The world's largest cryptocurrency has jumped more than 40 per cent already this year, fuelled in part by the successful launch of US exchange-traded funds holding the coins that have attracted more than $6 billion since they began trading on January 11.

Bitcoin last traded at $60,000 in November 2021, after reaching a high of almost $69,000 that same month. As of 6pm UAE time on Wednesday, Bitcoin was up 6.24 per cent at $60,645.61.

“It’s pretty nuts,” said Ryan Kim, head of derivatives at digital-asset prime broker FalconX.

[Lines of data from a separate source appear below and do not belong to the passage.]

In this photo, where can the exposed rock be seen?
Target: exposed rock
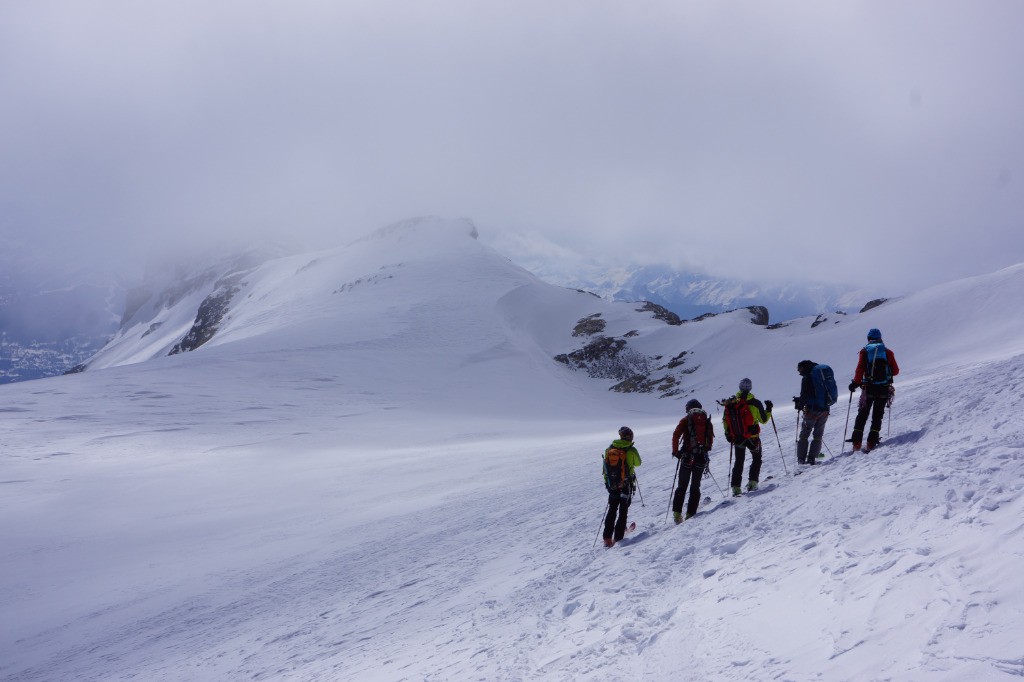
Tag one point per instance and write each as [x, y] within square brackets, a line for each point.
[759, 314]
[873, 304]
[660, 312]
[589, 326]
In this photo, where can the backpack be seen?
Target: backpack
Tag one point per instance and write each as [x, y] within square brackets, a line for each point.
[877, 368]
[825, 390]
[699, 431]
[738, 420]
[616, 472]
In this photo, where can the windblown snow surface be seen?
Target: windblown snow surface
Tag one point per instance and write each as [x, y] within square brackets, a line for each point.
[376, 471]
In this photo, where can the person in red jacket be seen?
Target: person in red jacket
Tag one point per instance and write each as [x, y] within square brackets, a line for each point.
[876, 369]
[691, 441]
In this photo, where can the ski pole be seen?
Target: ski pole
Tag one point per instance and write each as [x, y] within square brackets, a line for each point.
[779, 441]
[846, 428]
[889, 423]
[601, 527]
[797, 439]
[679, 461]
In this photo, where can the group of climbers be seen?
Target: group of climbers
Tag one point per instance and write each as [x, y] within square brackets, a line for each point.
[743, 414]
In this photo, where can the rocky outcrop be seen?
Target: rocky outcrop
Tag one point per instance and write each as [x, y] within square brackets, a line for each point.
[873, 304]
[612, 357]
[660, 312]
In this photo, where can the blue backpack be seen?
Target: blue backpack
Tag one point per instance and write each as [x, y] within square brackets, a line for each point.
[825, 390]
[877, 369]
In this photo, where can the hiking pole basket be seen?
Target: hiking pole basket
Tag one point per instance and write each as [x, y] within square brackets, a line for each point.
[780, 454]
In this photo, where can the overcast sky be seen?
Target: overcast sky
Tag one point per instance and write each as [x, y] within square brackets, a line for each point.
[833, 140]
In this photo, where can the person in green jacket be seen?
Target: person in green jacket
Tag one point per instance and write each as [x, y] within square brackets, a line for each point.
[619, 467]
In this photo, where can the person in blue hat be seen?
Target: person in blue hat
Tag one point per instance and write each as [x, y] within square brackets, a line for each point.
[876, 369]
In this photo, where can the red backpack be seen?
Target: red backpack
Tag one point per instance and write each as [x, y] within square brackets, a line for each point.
[738, 420]
[698, 429]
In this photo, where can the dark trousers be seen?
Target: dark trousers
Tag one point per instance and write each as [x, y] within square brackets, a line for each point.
[813, 426]
[617, 504]
[872, 399]
[689, 476]
[753, 444]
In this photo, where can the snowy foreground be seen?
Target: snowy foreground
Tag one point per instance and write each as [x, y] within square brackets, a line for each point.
[285, 506]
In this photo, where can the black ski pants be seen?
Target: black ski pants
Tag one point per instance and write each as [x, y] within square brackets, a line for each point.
[619, 504]
[690, 473]
[872, 399]
[813, 426]
[740, 448]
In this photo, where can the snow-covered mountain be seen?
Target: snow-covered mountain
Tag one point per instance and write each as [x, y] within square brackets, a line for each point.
[49, 323]
[688, 294]
[374, 468]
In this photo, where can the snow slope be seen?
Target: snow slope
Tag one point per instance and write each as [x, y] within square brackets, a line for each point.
[396, 482]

An imminent reduction in Bitcoin’s supply growth, known as the halving, is adding to the optimistic sentiment. That has helped to extend a prolonged rally that has also stoked speculative appetite for smaller tokens such as Ether and Dogecoin.

Bitcoin has more than tripled in value since the start of last year, climbing back from a 64 per cent plunge in 2022, in a remarkable comeback from a series of crypto-industry scandals and bankruptcies that raised questions about the viability of digital assets.

Digital tokens are buoyant even though investors have pared back expectations for looser monetary policy this year, demonstrated by a rise in US Treasury yields. Bitcoin has been outperforming traditional assets such as stocks and gold this year.

“This reversal is all the more impressive in the light of central banks signalling they intend to keep rates high a while longer, eroding the theory that the next crypto bull would be driven by dropping interest rates,” said Michael Safai, co-founder at quantitative trading firm Dexterity Capital.

The massive inflows into Bitcoin ETFs have prompted some industry watchers to warn of a looming supply squeeze as new coins from miners cannot keep up with demand.

Eighty per cent of Bitcoin’s supply has not changed hands in the past six months, potentially exacerbating the squeeze and adding to the upwards price pressure, analysts have said.